Oslo, July 23 (RHC)-- Norwegians have commemorated those who were killed in anti-Islam lone-wolf terrorist attacks that hit Oslo and Utoya in 2011. The Norwegian government also set up a controversial exhibition about the tragedy, putting on display several items used by far-right extremist Anders Behring Breivik on the ground floor of the same building where he started his rampage in the capital Oslo on Wednesday.
On July 22, 2011, Breivik detonated a 950-kilogram car bomb outside the office of the then Norwegian prime minster, current NATO chief Jens Stoltenberg. Eight people were killed in the incident.
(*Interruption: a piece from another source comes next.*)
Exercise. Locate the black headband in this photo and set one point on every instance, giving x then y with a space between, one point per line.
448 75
Under the claim that he was fighting multiculturalism and a "Muslim invasion," he then opened fire on a Labor Party's youth wing gathering on the island of Utoya, killing another 69 people.
"The most important message today is that we have to continue to fight against hate rhetoric and extremism, and that future generations come here and learn about what happened," said Norwegian Prime Minister Erna Solberg after the opening ceremony of the event.
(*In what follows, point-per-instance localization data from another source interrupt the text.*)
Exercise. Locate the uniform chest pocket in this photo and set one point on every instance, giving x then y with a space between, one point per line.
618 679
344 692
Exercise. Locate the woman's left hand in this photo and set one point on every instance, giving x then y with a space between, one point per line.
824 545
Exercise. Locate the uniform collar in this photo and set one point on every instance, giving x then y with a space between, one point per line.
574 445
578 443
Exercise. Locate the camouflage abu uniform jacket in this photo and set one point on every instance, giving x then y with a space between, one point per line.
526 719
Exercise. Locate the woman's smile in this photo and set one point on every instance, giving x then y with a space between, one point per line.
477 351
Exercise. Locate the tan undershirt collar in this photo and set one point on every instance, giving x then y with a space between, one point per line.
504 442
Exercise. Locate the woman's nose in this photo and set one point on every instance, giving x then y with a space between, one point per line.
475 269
The exhibition displays items such as the remains of the explosives-filled van and faked identification documents that Breivik used in the attacks. Solberg added that the incident was Norway's "darkest day" and that its victims will always be remembered with love.
Meanwhile, the exhibition also sparked the anger of many online campaigners who say it will only increase the the killer's publicity. "A Breivik museum will probably be a feather in his cap," one campaigner said on Facebook.
"A Breivik museum in the government complex? No thank you. Send the goods to the National Museum of Justice in Trondheim instead," another campaigner said on Twitter.
Solberg denied such claims saying that she "didn't feel that the burned-out car made such a big impression. It just shows the power of the explosion."
Breivik, who has never shown any signs of remorse for his actions, was sentenced to a 21-year prison sentence in 2012.